<h1>15. Missing Values</h1>
<h2>11/13/2023</h2>

<h2>15.0 Last Time...</h2>
<ul>
    <li><b>Pandas</b> is a useful way of working with CSV data!</li>
    <li>A <b>dataframe</b> is an object that contains rows and columns, much like an Excel spreadsheet.</li>
    <li><b>loc()</b> will let you identify individual rows, columns, or values.</li>
    <li><b>describe()</b> summarizes statistics for a specified section of a dataframe.</li>
    <li><b>read_csv()</b> will read in a CSV file specified by a file location.</li>
    <li><b>groupby()</b> carries out specific operations on groupings within a dataframe.</li>
</ul>

<h2>15.1 Masked Arrays</h2>

<b>Masked</b> arrays are just like normal arrays, except that they have a "mask" attribute to tell you which elements are bad.

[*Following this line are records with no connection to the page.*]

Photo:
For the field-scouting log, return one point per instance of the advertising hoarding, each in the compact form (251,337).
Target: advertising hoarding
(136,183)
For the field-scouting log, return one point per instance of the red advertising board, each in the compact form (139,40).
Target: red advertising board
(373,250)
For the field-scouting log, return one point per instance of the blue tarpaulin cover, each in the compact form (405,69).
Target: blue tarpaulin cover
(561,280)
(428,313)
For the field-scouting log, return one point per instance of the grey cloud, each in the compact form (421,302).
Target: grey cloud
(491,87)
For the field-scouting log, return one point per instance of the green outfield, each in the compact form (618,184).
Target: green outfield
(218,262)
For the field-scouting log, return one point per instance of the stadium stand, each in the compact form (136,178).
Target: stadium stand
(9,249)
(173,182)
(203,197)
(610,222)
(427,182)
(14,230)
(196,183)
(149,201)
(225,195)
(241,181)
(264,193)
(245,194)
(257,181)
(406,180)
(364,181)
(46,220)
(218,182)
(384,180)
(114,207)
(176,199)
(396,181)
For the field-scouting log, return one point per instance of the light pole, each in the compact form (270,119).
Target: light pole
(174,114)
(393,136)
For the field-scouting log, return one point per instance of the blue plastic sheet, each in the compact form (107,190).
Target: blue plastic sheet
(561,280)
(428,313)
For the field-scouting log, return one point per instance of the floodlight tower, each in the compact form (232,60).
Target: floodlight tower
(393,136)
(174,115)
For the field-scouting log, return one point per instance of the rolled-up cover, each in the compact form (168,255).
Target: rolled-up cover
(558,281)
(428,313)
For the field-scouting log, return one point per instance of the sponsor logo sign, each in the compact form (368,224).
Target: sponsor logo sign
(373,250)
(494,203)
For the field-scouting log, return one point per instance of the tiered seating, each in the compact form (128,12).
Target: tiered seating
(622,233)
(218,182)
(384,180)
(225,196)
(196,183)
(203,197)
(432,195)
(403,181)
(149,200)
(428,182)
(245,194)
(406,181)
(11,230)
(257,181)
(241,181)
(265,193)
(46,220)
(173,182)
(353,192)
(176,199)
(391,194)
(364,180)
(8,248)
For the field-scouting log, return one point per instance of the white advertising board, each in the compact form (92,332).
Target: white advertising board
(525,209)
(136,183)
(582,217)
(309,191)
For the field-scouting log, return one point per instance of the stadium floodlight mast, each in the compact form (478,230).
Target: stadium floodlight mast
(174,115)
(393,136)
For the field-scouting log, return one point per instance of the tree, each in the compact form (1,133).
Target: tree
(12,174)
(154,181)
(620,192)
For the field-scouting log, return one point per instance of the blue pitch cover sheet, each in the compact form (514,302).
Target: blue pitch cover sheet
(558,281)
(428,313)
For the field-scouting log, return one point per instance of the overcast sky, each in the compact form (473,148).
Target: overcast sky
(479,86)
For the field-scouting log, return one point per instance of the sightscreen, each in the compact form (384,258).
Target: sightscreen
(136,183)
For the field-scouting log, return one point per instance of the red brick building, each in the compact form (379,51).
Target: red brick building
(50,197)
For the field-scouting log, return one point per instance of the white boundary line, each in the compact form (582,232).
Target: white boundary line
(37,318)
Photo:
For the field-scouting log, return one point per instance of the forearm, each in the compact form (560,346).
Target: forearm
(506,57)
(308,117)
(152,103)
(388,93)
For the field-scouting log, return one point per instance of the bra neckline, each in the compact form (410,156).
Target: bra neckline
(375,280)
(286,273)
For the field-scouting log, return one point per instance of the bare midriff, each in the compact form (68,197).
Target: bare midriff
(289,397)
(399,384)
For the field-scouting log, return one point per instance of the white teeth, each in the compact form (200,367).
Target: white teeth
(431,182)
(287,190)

Recall how arrays normally work:

In [2]:
# Let's create a 2D array that contains the numbers 1-6.
import numpy as np
import pandas as pd

a = np.array([[1,2,3],[4,5,6]])
print(a)


[[1 2 3]
 [4 5 6]]


If we have some information that maybe the last two values are suspicious and may consist of bad data, we can create a <b>mask</b> of bad values that will travel with the array. Elements in the array whose mask value corresponds to "bad" are treated as if they did not exist, and operations using the array automatically consider that mask of bad values.

This is extremely useful! Sometimes we have a dataset that's read-only, or we want to be aware of precisely which data are suspect, so instead of deleting them, we just keep all information and have a flag on which values are bad.

For this purpose, NumPy has a function called <b>numpy.ma</b>.

In [7]:
import numpy.ma as ma
 # This saves us having to type 'np.' at the start of every instance of numpy.ma.

a = np.array([[1,2,3],[4,5,6]])
b = ma.masked_greater(a,4)

print(b)
# Let's set our mask to everything greater than 4.
print(b.mask)
print(b.data)

[[1 2 3]
 [4 -- --]]
[[False False False]
 [False  True  True]]
[[1 2 3]
 [4 5 6]]


In [8]:
# Now, if we try to do an operation on our masked array:
print(b*3)


[[3 6 9]
 [12 -- --]]


When we have a masked array, any operations applied to elements whose mask value is set to True will create a resulting array that also has the corresponding elements' mask values set to True. Masked arrays thus transparently deal with missing data.

<h2>15.2 Constructing and Deconstructing Masked Arrays</h2>

There are several different ways to construct a masked array; we saw one example above, but (as always!) Python provides us with options.

We can explicitly specify a mask!

In [10]:
a = ma.masked_array(data=[1,2,3],mask=[True,True,False])
print(a)
print(a.data)
print(a.mask)

[-- -- 3]
[1 2 3]
[ True  True False]


A lot of the time, we'll determine whether or not data values should be masked on the basis of some logical test (e.g., whether data values are beyond an acceptable value - like negative rainfall amounts!).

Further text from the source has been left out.